Journalisten und Statistik

Posted by Erich Neuwirth on 5. Mai 2014 in Statistische Fakten zur Politik |

In einem Presseartikel zum Thema Ungleichheit der Einkommensverteilung liest man folgendes

Blickt man auf bekannte Gleichheitsstudien, könnte man erwarten, dass die Ungleichheit in den Orten am höchsten ist, in denen die Menschen am wenigsten verdienen.

Ein Statistik-Student hätte bei so einer Formulierung schon ein Problem, die Prüfung über Statistik 1 noch positiv abzuschließen.

Es geht in dem Artikel um den Gini-Koeffizienten (in der deutschsprachigen Literatur heißt er auch Lorenz-Münzner-Koeffizient). Der misst die relative Ungleichheit.

Das Ergebnis der dort zitierten Studie der Wirtschaftsuniversität Wien ist, dass die Ungleichheit in reicheren Gemeinden eine höhere ist als in armen Gemeinden. Der Journalist schließt daraus, dass es auch in reicheren Gemeinden Arme geben muss.

Das ist aber nicht richtig.

Stellen wir uns eine Gemeinde A vor, in der es nur zwei Einkommensklassen gibt, und in der die Besserverdiener das
Doppelte der Schlechterverdiener verdienen. Zwei Drittel der Einkommensbezieher sind Schlechterverdierer.
In dieser Gemeinde beträgt der Gini-Koeffizient 0,33.

In einer anderen Gemeinde B verdienen die Besserverdiener das Fünffache der Schlechterverdiener, und auch dort sind die Schlechterverdiener zwei Drittel aller Einkommensbezieher. In dieser Gemeinde beträgt der Gini-Koeffizient 0,5.

Der Gini-Koeffizient ist unabhängig von der Höhe der Durchschnittseinkommen in den beiden Gemeinden. Auch wenn die Schlechterverdiener in Gemeinde B deutlich besser verdienen als die Besserverdiener in Gemeinde A, ist der der Gini-Koeffizient in Gemeinde B höher als in Gemeinde A. Dabei verdient trotz der höheren Ungleichheit jeder Einkommensbezieher in Gemeinde B mehr als jeder Einkommensbezieher in Gemeinde A!
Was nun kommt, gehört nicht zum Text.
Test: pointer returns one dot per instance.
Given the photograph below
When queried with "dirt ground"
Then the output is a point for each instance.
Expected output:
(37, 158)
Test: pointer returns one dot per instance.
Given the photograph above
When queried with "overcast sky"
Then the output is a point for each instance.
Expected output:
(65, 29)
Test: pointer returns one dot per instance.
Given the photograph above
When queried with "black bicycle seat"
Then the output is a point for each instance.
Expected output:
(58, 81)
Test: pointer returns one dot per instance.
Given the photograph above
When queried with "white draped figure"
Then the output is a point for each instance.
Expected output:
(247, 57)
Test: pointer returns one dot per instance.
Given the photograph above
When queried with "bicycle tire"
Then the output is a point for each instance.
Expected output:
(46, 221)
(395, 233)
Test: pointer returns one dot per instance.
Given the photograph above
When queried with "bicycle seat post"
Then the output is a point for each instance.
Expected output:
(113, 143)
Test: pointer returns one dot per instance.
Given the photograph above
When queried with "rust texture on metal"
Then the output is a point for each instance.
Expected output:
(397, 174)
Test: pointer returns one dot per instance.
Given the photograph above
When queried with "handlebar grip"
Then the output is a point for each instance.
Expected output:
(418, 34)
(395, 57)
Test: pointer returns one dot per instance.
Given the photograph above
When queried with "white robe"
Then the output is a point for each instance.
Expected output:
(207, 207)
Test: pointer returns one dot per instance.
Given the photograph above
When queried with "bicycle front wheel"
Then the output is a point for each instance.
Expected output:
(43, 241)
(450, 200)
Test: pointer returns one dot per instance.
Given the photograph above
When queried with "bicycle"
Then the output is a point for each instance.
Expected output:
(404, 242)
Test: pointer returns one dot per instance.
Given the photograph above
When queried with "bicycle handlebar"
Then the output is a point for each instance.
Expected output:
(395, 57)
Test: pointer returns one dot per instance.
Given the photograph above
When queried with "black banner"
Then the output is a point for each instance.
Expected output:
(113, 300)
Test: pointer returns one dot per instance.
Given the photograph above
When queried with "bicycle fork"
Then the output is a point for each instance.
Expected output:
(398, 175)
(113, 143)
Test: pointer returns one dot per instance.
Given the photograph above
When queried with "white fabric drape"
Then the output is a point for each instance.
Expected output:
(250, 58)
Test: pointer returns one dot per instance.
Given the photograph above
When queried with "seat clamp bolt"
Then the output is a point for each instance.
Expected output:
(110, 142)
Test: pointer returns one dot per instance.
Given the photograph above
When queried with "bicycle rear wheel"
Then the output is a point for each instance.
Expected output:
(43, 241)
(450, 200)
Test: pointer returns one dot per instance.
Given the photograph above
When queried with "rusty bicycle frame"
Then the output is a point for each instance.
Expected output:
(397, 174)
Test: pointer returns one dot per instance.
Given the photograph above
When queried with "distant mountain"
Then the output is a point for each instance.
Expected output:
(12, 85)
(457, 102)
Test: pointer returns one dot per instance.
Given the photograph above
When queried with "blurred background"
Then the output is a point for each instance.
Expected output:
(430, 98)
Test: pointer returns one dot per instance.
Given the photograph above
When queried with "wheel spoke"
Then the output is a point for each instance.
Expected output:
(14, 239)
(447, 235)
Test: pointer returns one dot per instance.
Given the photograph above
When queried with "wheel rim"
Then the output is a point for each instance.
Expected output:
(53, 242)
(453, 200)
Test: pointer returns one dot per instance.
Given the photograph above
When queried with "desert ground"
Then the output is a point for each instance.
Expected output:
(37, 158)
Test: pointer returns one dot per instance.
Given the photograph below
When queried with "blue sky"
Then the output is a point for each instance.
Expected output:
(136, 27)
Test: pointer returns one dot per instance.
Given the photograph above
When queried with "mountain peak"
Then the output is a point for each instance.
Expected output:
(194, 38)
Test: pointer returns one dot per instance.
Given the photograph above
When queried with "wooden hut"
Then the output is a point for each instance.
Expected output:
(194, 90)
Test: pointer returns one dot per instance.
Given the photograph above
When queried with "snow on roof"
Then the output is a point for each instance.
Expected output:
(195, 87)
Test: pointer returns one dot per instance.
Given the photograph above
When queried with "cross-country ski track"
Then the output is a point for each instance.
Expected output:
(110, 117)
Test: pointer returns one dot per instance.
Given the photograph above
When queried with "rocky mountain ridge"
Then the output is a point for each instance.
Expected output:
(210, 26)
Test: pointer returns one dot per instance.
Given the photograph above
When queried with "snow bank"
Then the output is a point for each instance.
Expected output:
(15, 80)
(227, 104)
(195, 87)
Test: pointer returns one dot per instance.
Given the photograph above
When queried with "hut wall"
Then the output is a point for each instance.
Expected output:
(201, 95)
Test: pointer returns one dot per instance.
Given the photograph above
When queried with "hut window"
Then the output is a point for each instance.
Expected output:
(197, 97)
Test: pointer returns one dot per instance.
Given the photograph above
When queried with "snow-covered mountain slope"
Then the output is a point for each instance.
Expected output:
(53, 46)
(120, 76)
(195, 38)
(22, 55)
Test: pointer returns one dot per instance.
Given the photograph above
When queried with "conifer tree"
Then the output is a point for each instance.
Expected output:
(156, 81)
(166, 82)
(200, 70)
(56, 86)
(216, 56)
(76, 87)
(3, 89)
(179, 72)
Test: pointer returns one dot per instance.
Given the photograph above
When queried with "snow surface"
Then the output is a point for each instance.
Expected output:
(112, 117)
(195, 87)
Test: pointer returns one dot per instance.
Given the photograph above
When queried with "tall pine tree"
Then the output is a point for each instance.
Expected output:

Um in der Analogie des Journalisten zu bleiben:

In diesem Szenario gehen also in der Gemeinde B nicht Kinder von ärmeren und reicheren Österreichern in dieselbe Schule. Man könnte vereinfachend sagen, dass da Kinder von Reichen mit Kindern von extrem Reichen in die Schule gehen, während in Gemeinde A Kinder von armen mit Kindern von halbwegs Wohlhabenden in die Schule gehen.

Bei dem zitierten Artikel ist die Versuchung, ein bekanntes Kreisky-Zitat zu variieren, sehr groß:

Lernen sie Statistik, Herr Redakteur!